Background: To date, no in vivo 3-dimensional computed tomography (3D-CT) studies have compared graft bending angles at the femoral tunnel aperture and femoral tunnel length in patients who underwent posterior cruciate ligament (PCL) reconstruction with outside-in (OI) and inside-out (IO) techniques. Purpose/hypothesis: This study used in vivo 3D-CT analysis to compare graft bending angles at the femoral tunnel aperture and femoral tunnel lengths after OI and IO femoral drilling techniques in single-bundle PCL reconstruction. It was hypothesized that the graft bending angle at the femoral tunnel aperture would be less acute with the OI compared with the IO technique, with no difference in femoral tunnel lengths. Study

Design: Cross-sectional study; Level of evidence, 3.

Methods: Immediate postoperative in vivo 3D-CT and curved planar reformation were used to assess the graft bending angles and femoral tunnel lengths in the sagittal, axial, and coronal planes in 67 patients who underwent single-bundle PCL reconstruction with the OI (n = 37) and IO (n = 30) techniques.

Results: The mean graft bending angles on the sagittal and axial planes were 8.2° more acute (23.5° vs 15.3°, P = .011) and 5.3° more acute (49.0° vs 43.7°, P = .013), respectively, with the IO compared with the OI technique, but the difference in the coronal plane was not statistically significant (25.3° vs 24.8°, P = .623). Femoral tunnel length was similar in the 2 groups.

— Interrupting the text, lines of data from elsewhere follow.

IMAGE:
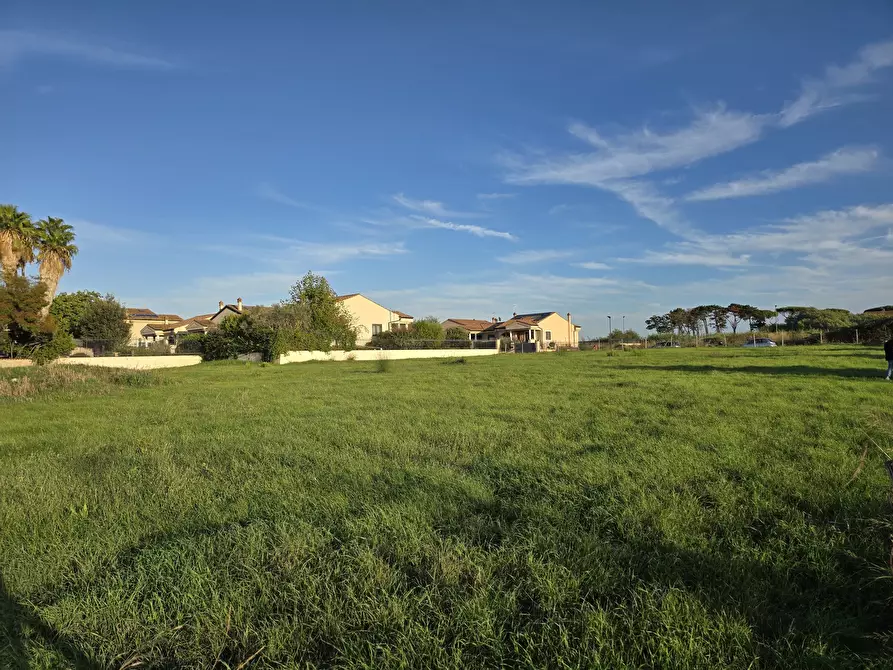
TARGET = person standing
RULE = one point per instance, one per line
(888, 354)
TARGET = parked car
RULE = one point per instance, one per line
(759, 342)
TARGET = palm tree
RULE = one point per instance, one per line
(17, 237)
(55, 249)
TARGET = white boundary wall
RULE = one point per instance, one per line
(374, 355)
(133, 362)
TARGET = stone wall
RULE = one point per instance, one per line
(371, 355)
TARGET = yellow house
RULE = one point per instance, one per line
(547, 329)
(474, 327)
(168, 332)
(370, 318)
(225, 310)
(139, 317)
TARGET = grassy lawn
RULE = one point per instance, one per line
(675, 509)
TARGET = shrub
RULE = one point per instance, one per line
(384, 364)
(61, 343)
(218, 346)
(105, 320)
(191, 344)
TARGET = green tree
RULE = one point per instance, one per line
(328, 321)
(105, 320)
(24, 328)
(55, 249)
(429, 330)
(17, 239)
(455, 333)
(677, 318)
(719, 317)
(736, 314)
(68, 309)
(659, 323)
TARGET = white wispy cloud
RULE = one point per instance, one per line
(619, 162)
(94, 234)
(288, 253)
(534, 256)
(843, 161)
(17, 45)
(826, 230)
(479, 231)
(428, 206)
(711, 133)
(704, 258)
(269, 192)
(431, 207)
(495, 196)
(839, 84)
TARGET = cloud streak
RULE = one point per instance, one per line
(17, 45)
(478, 231)
(838, 85)
(840, 162)
(534, 256)
(431, 207)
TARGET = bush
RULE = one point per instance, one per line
(60, 344)
(191, 344)
(105, 320)
(219, 346)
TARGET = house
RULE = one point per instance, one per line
(547, 329)
(139, 317)
(370, 318)
(225, 310)
(160, 332)
(473, 327)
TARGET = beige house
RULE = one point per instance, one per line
(473, 327)
(224, 310)
(547, 329)
(161, 332)
(370, 318)
(139, 317)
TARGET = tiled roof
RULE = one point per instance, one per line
(536, 317)
(141, 313)
(472, 324)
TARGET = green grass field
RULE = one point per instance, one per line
(671, 509)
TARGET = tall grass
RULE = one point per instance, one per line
(679, 509)
(30, 382)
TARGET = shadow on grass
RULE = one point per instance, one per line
(18, 624)
(802, 370)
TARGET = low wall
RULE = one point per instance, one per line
(390, 354)
(133, 362)
(14, 362)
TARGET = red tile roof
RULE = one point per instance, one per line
(472, 324)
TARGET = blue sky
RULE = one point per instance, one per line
(461, 159)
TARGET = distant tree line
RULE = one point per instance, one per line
(704, 319)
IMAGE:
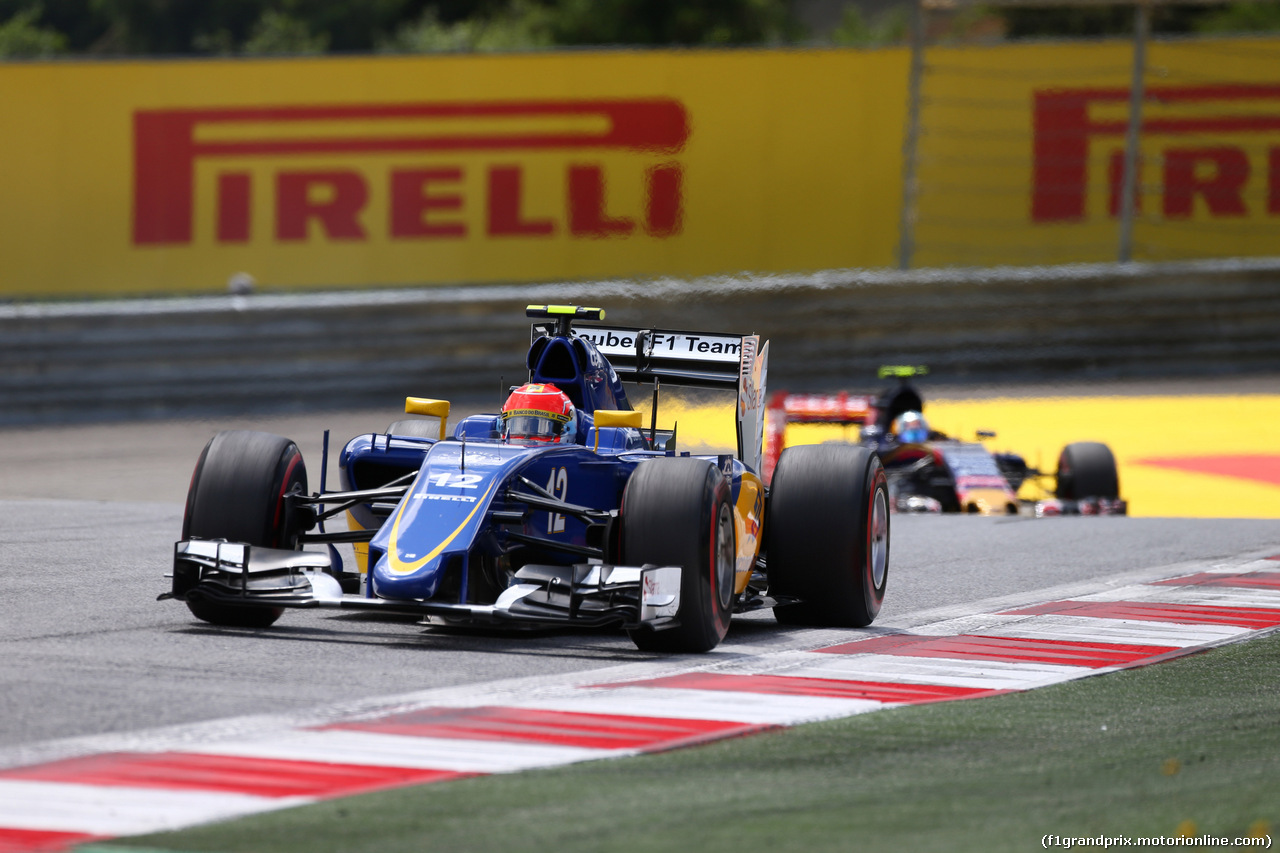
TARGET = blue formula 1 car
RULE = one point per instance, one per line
(568, 507)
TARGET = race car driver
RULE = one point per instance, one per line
(539, 413)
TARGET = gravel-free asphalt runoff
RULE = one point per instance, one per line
(87, 527)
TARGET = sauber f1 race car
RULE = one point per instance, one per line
(929, 471)
(567, 507)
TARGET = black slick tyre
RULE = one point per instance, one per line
(237, 493)
(677, 512)
(826, 536)
(1087, 470)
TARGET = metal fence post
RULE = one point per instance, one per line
(906, 222)
(1133, 135)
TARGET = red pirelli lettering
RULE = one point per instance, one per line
(168, 146)
(1063, 129)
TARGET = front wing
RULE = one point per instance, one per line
(581, 594)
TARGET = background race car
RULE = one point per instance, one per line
(568, 507)
(929, 471)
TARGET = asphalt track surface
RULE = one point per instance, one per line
(87, 527)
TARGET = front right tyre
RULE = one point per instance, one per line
(237, 493)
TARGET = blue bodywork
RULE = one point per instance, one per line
(466, 523)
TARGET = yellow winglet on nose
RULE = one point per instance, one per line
(429, 407)
(615, 418)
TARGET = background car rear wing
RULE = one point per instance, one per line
(702, 359)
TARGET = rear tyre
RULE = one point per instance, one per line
(827, 536)
(1087, 470)
(237, 493)
(679, 512)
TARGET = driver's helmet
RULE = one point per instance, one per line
(910, 428)
(536, 413)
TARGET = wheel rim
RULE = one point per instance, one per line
(725, 557)
(878, 536)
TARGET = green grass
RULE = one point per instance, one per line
(1187, 746)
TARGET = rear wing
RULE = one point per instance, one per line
(700, 359)
(681, 357)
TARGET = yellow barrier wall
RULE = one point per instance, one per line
(173, 176)
(1022, 149)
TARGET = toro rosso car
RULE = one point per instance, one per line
(929, 471)
(568, 507)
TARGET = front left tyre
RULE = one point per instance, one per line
(237, 493)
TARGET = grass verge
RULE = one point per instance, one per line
(1192, 747)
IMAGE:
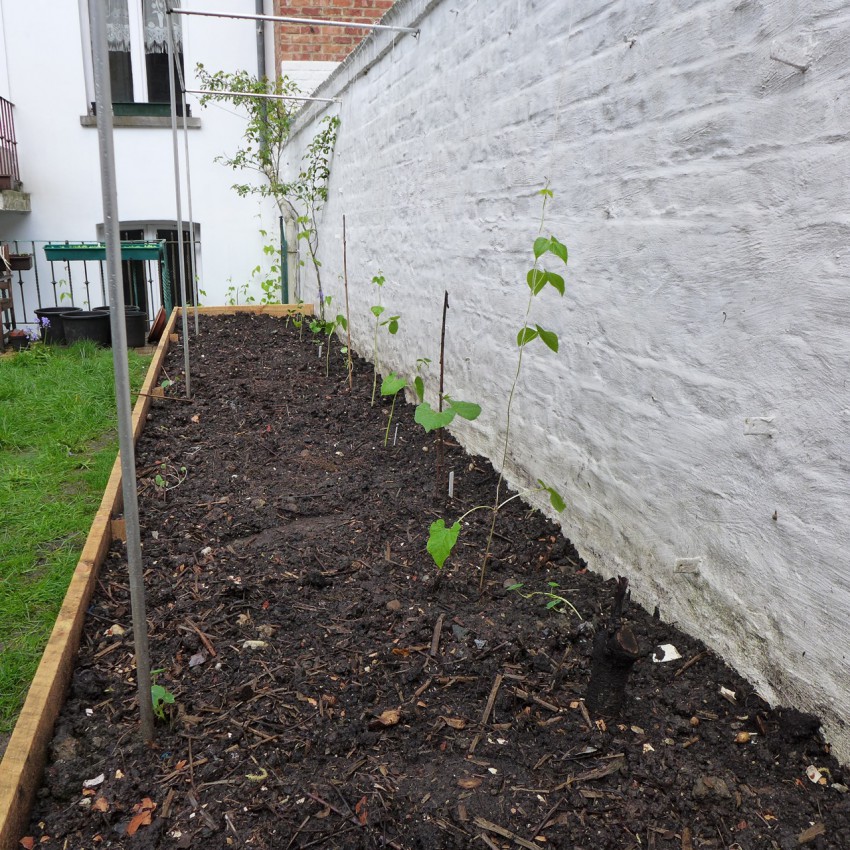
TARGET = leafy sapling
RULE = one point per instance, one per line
(392, 386)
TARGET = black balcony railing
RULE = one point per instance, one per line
(10, 177)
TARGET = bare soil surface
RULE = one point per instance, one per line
(331, 691)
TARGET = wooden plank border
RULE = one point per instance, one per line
(23, 763)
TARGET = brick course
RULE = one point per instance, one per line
(294, 43)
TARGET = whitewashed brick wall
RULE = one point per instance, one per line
(697, 417)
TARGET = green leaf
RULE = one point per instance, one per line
(558, 249)
(541, 246)
(467, 409)
(392, 384)
(556, 280)
(431, 419)
(555, 498)
(550, 338)
(536, 280)
(525, 336)
(441, 541)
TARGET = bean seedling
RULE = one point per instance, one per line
(555, 600)
(390, 323)
(160, 695)
(441, 539)
(391, 386)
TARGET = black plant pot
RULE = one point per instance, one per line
(55, 332)
(136, 322)
(86, 324)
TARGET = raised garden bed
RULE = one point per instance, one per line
(329, 691)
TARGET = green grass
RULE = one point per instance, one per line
(58, 441)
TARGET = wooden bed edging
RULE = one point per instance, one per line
(23, 763)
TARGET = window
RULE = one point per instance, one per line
(137, 40)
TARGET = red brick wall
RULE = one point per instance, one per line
(297, 43)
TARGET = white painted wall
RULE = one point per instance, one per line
(698, 411)
(308, 76)
(59, 158)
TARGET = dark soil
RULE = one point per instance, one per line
(383, 706)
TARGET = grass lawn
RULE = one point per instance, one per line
(58, 441)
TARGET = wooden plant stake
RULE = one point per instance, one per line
(439, 441)
(615, 650)
(347, 314)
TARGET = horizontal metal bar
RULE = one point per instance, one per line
(319, 22)
(266, 96)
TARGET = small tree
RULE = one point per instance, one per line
(266, 135)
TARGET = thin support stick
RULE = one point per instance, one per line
(347, 314)
(318, 22)
(439, 441)
(193, 273)
(103, 98)
(180, 266)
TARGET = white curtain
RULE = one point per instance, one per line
(118, 26)
(156, 21)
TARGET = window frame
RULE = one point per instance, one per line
(137, 54)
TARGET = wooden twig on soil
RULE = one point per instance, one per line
(690, 662)
(352, 819)
(435, 639)
(204, 639)
(163, 397)
(492, 698)
(505, 833)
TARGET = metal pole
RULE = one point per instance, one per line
(265, 96)
(195, 285)
(181, 270)
(103, 98)
(303, 21)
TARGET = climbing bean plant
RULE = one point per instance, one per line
(442, 538)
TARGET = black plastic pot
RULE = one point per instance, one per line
(55, 332)
(86, 324)
(136, 322)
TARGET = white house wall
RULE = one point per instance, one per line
(697, 416)
(59, 158)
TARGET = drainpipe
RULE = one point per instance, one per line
(261, 41)
(284, 264)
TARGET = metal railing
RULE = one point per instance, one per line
(10, 177)
(81, 283)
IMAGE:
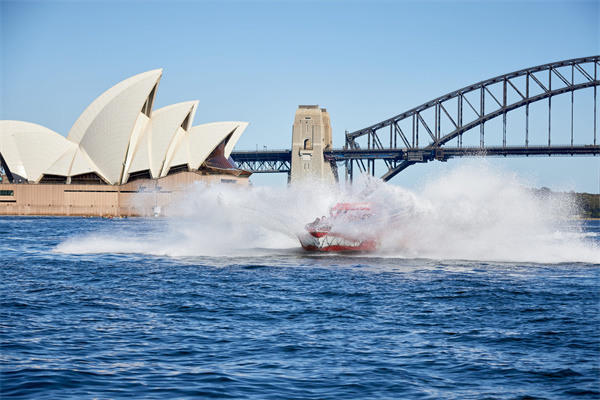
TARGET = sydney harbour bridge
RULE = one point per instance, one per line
(500, 116)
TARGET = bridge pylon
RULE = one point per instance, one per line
(311, 136)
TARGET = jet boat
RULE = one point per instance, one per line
(345, 229)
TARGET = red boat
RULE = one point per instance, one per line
(345, 229)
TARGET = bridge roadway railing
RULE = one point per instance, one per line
(273, 161)
(264, 161)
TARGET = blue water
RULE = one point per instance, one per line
(283, 324)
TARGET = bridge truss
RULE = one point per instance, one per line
(435, 130)
(423, 133)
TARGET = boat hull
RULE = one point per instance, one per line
(335, 243)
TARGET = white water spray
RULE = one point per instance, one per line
(472, 212)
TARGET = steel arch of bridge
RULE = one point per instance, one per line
(527, 86)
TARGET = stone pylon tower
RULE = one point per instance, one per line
(310, 136)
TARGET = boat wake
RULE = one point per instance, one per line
(472, 212)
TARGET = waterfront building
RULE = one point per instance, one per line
(118, 152)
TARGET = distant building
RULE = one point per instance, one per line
(311, 135)
(119, 144)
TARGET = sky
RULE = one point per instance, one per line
(256, 61)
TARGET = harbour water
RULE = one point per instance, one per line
(488, 294)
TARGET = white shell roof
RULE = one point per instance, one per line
(201, 140)
(164, 127)
(117, 135)
(30, 149)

Conclusion: The graft bending angles in single-bundle PCL reconstruction were more acute in the sagittal and axial planes with the IO compared with the OI technique, but there was no difference in the coronal plane. In addition, femoral tunnel lengths did not differ significantly in patients who underwent OI and IO single-bundle PCL reconstructions. Although further biomechanical studies are needed to evaluate the effect on graft failure of a <10° difference in graft bending angle, the small magnitude of this difference would likely have little adverse effect on graft survival.